Durch Arbeiten und Kämpfe aufgerieben, ist Calvin verhältnismäßig früh gestorben, am 27. Mai 1564, aber nicht, wie Luther, verzagend und verzweifelnd, sondern auf der Höhe des Sieges. Selbst in den Norden und Osten Europas, bis nach Polen und Ungarn, drang seine Kirche vor; im südwestlichen Deutschland nahm sie den Kampf mit Rom auf, zu dem das Luthertum längst unfähig geworden war; im westlichen Europa aber bildete sie eine selbständige, immer wachsende Macht, in England, in den Niederlanden, auch in Frankreich, dem Vaterlande Calvins. Nicht lange vor seinem Tode meldete ein venezianischer Gesandter aus Frankreich, keine Provinz des Landes sei mehr frei vom Protestantismus, drei Viertel des Reiches seien von ihm erfüllt – Bretagne und Normandie, Gascogne und Languedoc, Poitou, Touraine und Provence. „An vielen Orten in diesen Provinzen werden Versammlungen, Predigten gehalten, Lebenseinrichtungen getroffen, ganz nach dem Vorbild von Genf, ohne alle Rücksicht auf die königlichen Verbote. Jedermann hat diese Meinungen angenommen; was am merkwürdigsten ist, selbst der geistliche Stand, nicht allein Priester, Mönche und Nonnen – es möchte wohl wenig Klöster geben, die sich unberührt gehalten haben –, sondern die Bischöfe selbst und viele von den namhaften Prälaten." Derselbe Gesandte erstaunte dann, als er nach Genf kam, in wie großartigem Umfang Calvin seine Propaganda trieb, wie viele Prediger er aussandte, wie viele Gelder er empfing und in wie hohem Ansehen er stand …

Indem wir an seinem vierhundertsten Geburtstag diesen Vergleich zwischen ihm und Luther ziehen, sind wir weit entfernt, den einen hinauf- und den anderen herabzusetzen.

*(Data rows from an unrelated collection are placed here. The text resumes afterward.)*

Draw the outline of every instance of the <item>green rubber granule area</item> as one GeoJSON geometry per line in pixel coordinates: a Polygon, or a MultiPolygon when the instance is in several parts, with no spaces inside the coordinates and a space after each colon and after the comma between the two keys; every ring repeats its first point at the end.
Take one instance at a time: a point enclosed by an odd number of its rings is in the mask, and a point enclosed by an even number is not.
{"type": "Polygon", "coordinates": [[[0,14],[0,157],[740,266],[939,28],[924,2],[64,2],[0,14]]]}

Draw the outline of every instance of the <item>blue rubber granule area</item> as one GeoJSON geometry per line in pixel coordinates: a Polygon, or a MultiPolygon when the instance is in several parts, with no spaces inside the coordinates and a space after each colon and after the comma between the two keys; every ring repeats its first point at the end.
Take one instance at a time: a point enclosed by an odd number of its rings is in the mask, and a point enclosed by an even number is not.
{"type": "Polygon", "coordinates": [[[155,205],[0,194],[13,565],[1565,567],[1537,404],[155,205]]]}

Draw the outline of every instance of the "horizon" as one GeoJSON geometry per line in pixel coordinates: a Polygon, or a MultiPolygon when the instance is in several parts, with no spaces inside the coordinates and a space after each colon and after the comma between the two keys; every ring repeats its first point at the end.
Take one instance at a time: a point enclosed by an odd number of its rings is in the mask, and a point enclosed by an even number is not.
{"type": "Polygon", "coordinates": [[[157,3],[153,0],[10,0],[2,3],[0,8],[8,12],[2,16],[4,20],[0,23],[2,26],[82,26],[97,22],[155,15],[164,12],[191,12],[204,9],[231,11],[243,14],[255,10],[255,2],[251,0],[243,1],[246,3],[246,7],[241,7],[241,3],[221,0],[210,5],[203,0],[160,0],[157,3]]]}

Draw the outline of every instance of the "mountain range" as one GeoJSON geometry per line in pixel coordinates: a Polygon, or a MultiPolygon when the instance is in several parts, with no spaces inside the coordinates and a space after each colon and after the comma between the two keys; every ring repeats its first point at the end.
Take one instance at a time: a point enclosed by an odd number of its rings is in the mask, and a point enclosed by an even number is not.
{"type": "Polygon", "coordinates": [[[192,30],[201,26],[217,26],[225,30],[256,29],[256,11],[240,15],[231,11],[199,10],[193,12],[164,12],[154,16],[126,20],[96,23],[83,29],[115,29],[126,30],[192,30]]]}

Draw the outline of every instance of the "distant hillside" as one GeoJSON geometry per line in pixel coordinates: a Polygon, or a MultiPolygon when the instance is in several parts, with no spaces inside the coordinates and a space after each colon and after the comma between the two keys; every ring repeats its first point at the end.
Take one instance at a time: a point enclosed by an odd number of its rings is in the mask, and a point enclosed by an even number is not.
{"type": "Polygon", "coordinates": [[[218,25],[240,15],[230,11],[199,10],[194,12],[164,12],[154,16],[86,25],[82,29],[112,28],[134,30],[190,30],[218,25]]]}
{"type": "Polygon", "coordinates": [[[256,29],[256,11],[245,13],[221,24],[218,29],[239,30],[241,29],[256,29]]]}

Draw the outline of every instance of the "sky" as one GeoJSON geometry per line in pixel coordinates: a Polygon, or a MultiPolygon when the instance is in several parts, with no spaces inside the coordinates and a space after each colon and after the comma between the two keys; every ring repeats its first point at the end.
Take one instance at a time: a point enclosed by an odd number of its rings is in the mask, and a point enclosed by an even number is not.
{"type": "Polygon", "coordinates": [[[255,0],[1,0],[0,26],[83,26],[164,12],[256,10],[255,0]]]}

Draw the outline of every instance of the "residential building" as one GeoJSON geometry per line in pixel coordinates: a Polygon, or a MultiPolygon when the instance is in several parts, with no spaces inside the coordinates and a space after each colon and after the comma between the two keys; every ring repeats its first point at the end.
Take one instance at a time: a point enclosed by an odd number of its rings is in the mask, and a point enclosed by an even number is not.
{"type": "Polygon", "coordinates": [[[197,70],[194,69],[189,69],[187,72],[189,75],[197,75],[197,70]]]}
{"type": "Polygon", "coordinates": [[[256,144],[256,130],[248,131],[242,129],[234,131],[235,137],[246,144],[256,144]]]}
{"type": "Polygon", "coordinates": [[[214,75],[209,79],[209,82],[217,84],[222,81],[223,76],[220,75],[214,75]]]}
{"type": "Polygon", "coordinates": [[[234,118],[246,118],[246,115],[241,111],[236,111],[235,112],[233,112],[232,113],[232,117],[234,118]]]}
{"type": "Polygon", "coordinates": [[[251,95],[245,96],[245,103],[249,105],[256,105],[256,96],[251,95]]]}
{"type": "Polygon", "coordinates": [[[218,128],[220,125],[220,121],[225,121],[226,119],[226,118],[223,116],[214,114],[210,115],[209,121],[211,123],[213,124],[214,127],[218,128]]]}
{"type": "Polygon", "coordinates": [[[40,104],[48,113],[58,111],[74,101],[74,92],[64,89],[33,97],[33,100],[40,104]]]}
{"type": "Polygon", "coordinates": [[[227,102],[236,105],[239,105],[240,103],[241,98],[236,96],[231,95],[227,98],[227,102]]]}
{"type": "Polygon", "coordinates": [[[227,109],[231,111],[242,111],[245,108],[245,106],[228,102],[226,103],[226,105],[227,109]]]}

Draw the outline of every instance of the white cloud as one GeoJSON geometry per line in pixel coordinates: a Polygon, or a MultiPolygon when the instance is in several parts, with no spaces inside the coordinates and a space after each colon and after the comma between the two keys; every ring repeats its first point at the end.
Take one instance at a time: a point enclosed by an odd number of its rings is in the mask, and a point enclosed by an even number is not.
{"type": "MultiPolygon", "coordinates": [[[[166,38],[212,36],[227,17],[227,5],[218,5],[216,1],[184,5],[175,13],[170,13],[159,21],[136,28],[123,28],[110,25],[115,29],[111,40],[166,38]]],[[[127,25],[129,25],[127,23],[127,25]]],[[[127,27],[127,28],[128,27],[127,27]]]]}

Hätte Calvin an Luthers Stelle gestanden, so hätte er sicherlich auch nicht gemeinsame Sache mit den Bauern gemacht; hätte Luther an Calvins Stelle gestanden, so hätte er nicht gemeinsame Sache mit den Fürsten machen können. Das ist ja alles selbstverständlich. Aber wenn es ungerecht wäre, die historischen Umstände zu übersehen, die den einen gefördert und den anderen gehindert haben, so gebietet doch die Gerechtigkeit anzuerkennen, worin und wie sehr die calvinistische Reformation der lutherischen Reformation überlegen gewesen ist, zumal da diese Erkenntnis auch heute noch nicht bloß historischen, sondern ebenso politischen Wert hat.